En este caso, la obtención de información respecto al seguimiento clínico en el tiempo en las historias clínicas y las causas de mortalidad en algunos pacientes fueron las principales limitantes durante la recolección de datos, por la no estandarización sistemática de las causas de fallecimiento. Sin embargo, los datos recopilados y los hallazgos descritos son realmente interesantes, manejando hasta el momento, y en lo evaluado de la literatura, la muestra más grande de cistectomía radical en el país y la única descrita en Latinoamérica. Son necesarias la cooperación interinstitucional y la realización de estudios multicéntricos para así aumentar el tamaño de muestra y además poder hacer análisis comparativos.
Conclusiones
En el cáncer de vejiga invasivo del músculo se encontró una incidencia acumulada de recaída del 28%, equiparable o ligeramente menor que en otros reportes de la literatura, siendo mayor la mortalidad por causa del tumor (38,09%); sin embargo, la mortalidad global observada fue del 64%, ligeramente superior a la reportada en algunas series de Estados Unidos. Las ureterostomías cutáneas se emplearon en el 50% de los casos, proporción que supera la descrita a nivel mundial, con una baja tasa de complicaciones tanto tempranas como tardías. Estos hallazgos adquieren particular relevancia en una población con limitaciones en el acceso y en el seguimiento a largo plazo, donde esta técnica podría consolidarse como una alternativa terapéutica a considerar. Cabe resaltar que cerca del 33% de los pacientes intervenidos no contaron con seguimiento a los 6 meses y, aproximadamente, el 50% de aquellos que fallecieron no alcanzaron este control mínimo. En este contexto, el manejo de esta patología continúa representando un reto urológico, en el que la detección oportuna, la adecuada toma de decisiones y un seguimiento postoperatorio efectivo desempeñan un papel fundamental en los desenlaces clínicos.
Agradecimientos
Los autores agradecen a la Fundación Universitaria Sanitas y la Clínica Universitaria Colombia por facilitar la realización del estudio.
Financiamiento
Los autores declaran que este trabajo se realizó con recursos propios.
Conflicto de intereses
Los autores declaran no tener conflicto de intereses.
Consideraciones éticas
Protección de personas y animales. Los autores declaran que para esta investigación no se han realizado experimentos en seres humanos ni en animales.

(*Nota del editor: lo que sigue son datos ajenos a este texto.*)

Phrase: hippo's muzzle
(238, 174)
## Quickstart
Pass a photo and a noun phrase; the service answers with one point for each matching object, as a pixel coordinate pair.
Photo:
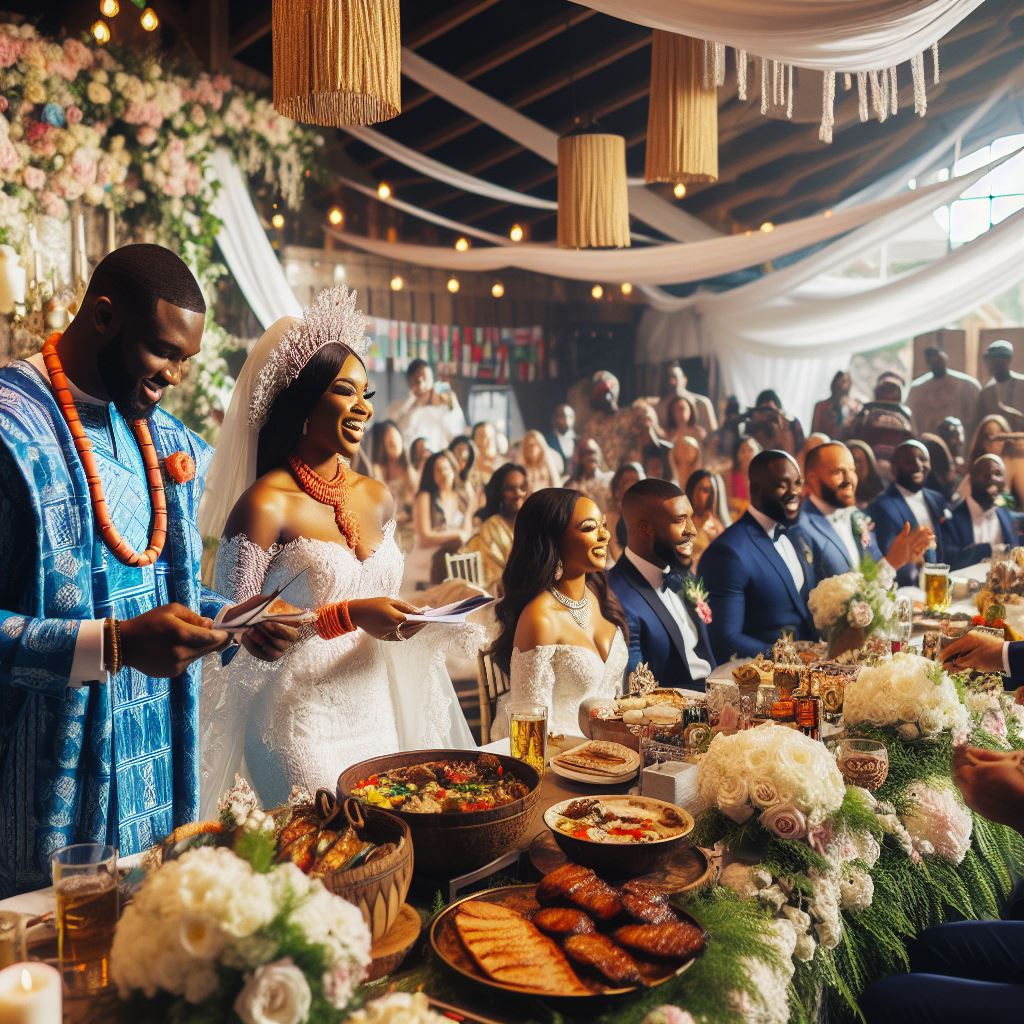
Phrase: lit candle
(30, 993)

Confidencialidad, consentimiento informado y aprobación ética. Los autores han obtenido la aprobación del Comité de Ética para el análisis de datos clínicos obtenidos de forma rutinaria y anonimizados. Debido a la naturaleza del estudio, no fue necesario el consentimiento informado individual. Se han seguido las recomendaciones éticas pertinentes.
Declaración sobre el uso de inteligencia artificial. Los autores declaran que no se utilizó ningún tipo de inteligencia artificial generativa para la redacción ni la creación de contenido de este manuscrito.